“He felt that now over his every word, his every deed, there was a judge, a judgment, which was dearer to him than the judgments of all the people in the world. He spoke now, and along with his words he considered the impression his words would make on Natasha. He did not deliberately say what would be please her, but whatever he said, he judged himself from her point of view.”

Leo Tolstoy

“The pleasure lies not in discovering truth, but in searching for it.”

Leo Tolstoy

“Yes, there is something in me hateful, repulsive," thought Ljewin, as he came away from the Schtscherbazkijs', and walked in the direction of his brother's lodgings. "And I don't get on with other people. Pride, they say. No, I have no pride. If I had any pride, I should not have put myself in such a position"

Leo Tolstoy

“It will pass, it will all pass, we're going to be so happy! If our love could grow any stronger it would grow stronger because there is something horrifying in it,”

Leo Tolstoy

“If we admit that human life can be ruled by reason, then all possibility of life is destroyed.”

Leo Tolstoy

“Why do i live? In the infinity of space, and infinity of time infinitely small particles mutate with infinite complexity. When you understand the laws of these mutations, you'll understand why you live.”

Leo Tolstoy

“There are people who, on meeting a successful rival, no matter in what, are at once disposed to turn their backs on everything good in him, and to see only what is bad. There are people, on the other hand, who desire above all to find in that lucky rival the qualities by which he has outstripped them, and seek with a throbbing ache at heart only what is good.”

Leo Tolstoy

“ I didn’t know you were going. What are you coming for?" she said, letting fall the hand with which she had grasped the doorpost. And irrepressible delight and eagerness shone in her face. "What am I coming for?" he repeated, looking straight into her eyes. "You know that I have come to be where you are," he said, "I can’t help it.”

Leo Tolstoy

“There is nothing certain, nothing at all except the unimportance of everything I understand, and the greatness of something incomprehensible but all-important.”

Leo Tolstoy

“Anna Arkadyevna read and understood, but it was distasteful to her to read, that is, to follow the reflection of other people’s lives. She had too great a desire to live herself. If she read that the heroine of the novel was nursing a sick man, she longed to move with noiseless steps about the room of a sick man; if she read of a member of Parliament making a speech, she longed to be delivering the speech; if she read of how Lady Mary had ridden after the hounds, and had provoked her sister-in-law, and had surprised everyone by her boldness, she too wished to be doing the same. But there was no chance of doing anything; and twisting the smooth paper knife in her little hands, she forced herself to read.”

Leo Tolstoy

“Pierre's insanity consisted in the face that he did not wait, as before, for personal reasons, which he called people's merits, in order to love them, but love overflowed his heart, and loving people without reason, he discovered the unquestionable reasons for which it was worth loving them.”

Leo Tolstoy

“no disease suffered by a live man can be known, for every living person has his own peculiarities and always has his own peculiar, personal, novel, complicated disease, unknown to medicine -- not a disease of the lungs, liver, skin, heart, nerves, and so on mentioned in medical books, but a disease consisting of one of the innumerable combinations of the maladies of those organs. This simple thought could not occur to the doctors (as it cannot occur to a wizard that he is unable to work his charms) because the business of their lives was to cure, and they received money for it and had spent the best years of their lives on that business.
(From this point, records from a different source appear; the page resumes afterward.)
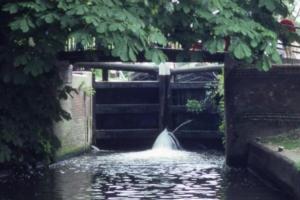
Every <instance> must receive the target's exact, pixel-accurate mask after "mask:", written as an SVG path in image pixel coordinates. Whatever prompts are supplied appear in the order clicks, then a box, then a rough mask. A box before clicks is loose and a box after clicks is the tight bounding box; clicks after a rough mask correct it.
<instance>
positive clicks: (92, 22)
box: [0, 0, 299, 81]
mask: <svg viewBox="0 0 300 200" xmlns="http://www.w3.org/2000/svg"><path fill="white" fill-rule="evenodd" d="M289 4H292V1H291V0H290V1H281V0H248V1H243V0H201V1H200V0H199V1H198V0H190V1H180V0H153V1H152V0H151V1H149V0H126V1H122V0H60V1H45V0H31V1H4V3H3V4H2V5H3V6H2V8H1V10H2V12H1V19H3V20H2V23H1V26H2V27H1V39H2V42H1V49H0V56H1V57H0V60H1V62H2V63H4V65H5V66H7V68H8V71H6V73H5V76H4V77H3V78H4V80H9V79H10V77H9V75H8V73H10V72H11V71H13V69H15V68H19V67H21V68H23V71H24V73H25V74H30V75H33V76H36V75H39V74H41V73H43V72H47V71H48V70H49V69H50V68H51V67H52V66H53V61H54V60H55V56H56V54H57V52H58V51H63V50H64V46H65V41H66V40H67V38H68V37H74V38H75V39H76V41H79V42H81V43H82V44H83V45H85V44H87V43H89V42H91V41H92V40H93V38H94V37H95V38H96V41H97V45H98V47H100V48H102V49H106V50H109V51H110V52H111V54H112V55H113V56H116V57H120V58H121V60H122V61H135V60H136V55H137V54H138V53H139V52H144V55H145V57H146V58H147V59H148V60H152V61H154V62H157V63H158V62H161V61H165V60H166V57H165V56H164V55H163V53H162V52H161V51H160V50H158V49H156V48H155V47H158V46H164V45H166V44H167V42H168V41H176V42H179V43H180V44H181V45H182V46H183V47H184V48H185V49H189V48H190V47H191V46H192V44H194V43H196V42H197V41H199V40H201V41H202V43H203V45H204V48H205V49H207V50H208V51H210V52H211V53H214V52H218V51H223V50H224V38H230V45H229V49H228V51H229V53H230V54H231V55H233V56H234V57H235V58H236V59H241V60H245V61H247V62H250V63H255V64H257V66H259V67H260V68H261V69H263V70H268V69H269V68H270V65H271V62H277V63H278V62H280V58H279V55H278V53H277V51H276V44H277V40H278V38H279V37H280V36H282V35H284V37H288V38H290V40H295V39H299V38H297V36H296V34H294V33H289V32H288V29H287V27H282V26H281V25H280V24H279V22H278V21H279V18H280V17H286V16H287V15H288V14H289V13H288V5H289ZM283 33H285V34H283ZM109 47H112V48H109ZM8 55H9V56H8ZM7 68H6V69H7ZM1 74H3V73H1ZM18 78H19V79H20V76H18ZM21 81H22V79H21Z"/></svg>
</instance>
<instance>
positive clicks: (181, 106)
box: [169, 105, 218, 115]
mask: <svg viewBox="0 0 300 200" xmlns="http://www.w3.org/2000/svg"><path fill="white" fill-rule="evenodd" d="M169 108H170V112H172V113H186V112H187V108H186V106H185V105H170V106H169ZM200 114H201V115H203V114H205V115H216V114H218V112H213V111H209V112H208V111H202V112H200V113H199V115H200Z"/></svg>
But above all that thought was kept out of their minds by the fact that they saw they were really useful [...] Their usefulness did not depend on making the patient swallow substances for the most part harmful (the harm was scarcely perceptible because they were given in small doses) but they were useful, necessary, and indispensable because they satisfied a mental need of the invalid and those who loved her -- and that is why there are, and always will be, pseudo-healers, wise women, homoeopaths, and allopaths. They satisfied that eternal human need for hope of relief, for sympathy, and that something should be done, which is felt by those who are suffering.”

Leo Tolstoy

“Those joys were so small that they passed unnoticed, like gold in sand, and at bad moments she could see nothing but the pain, nothing but sand; but there were good moments too when she saw nothing but the joy, nothing but gold.”

Leo Tolstoy

“There are two aspects to the life of every man: the personal life, which is free in proportion as its interests are abstract, and the elemental life of the swarm, in which a man must inevitably follow the laws laid down for him. Consciously a man lives on his own account in freedom of will, but he serves as an unconscious instrument in bringing about the historical ends of humanity. An act he has once committed is irrevocable, and that act of his, coinciding in time with millions of acts of others, has an historical value. The higher a man's place in the social scale, the more connections has with others, and the more power he has over them, the more conspicuous is the inevitability and predestination of every act he commits. "The hearts of kings are in the hand of God." The king is the slave of history.”

Leo Tolstoy

“What is to be done? There was no solution, but the universal solution which life gives to all questions, even the most complex and insoluble. The answer is: one must live in the needs of the day -- that is, forget oneself.”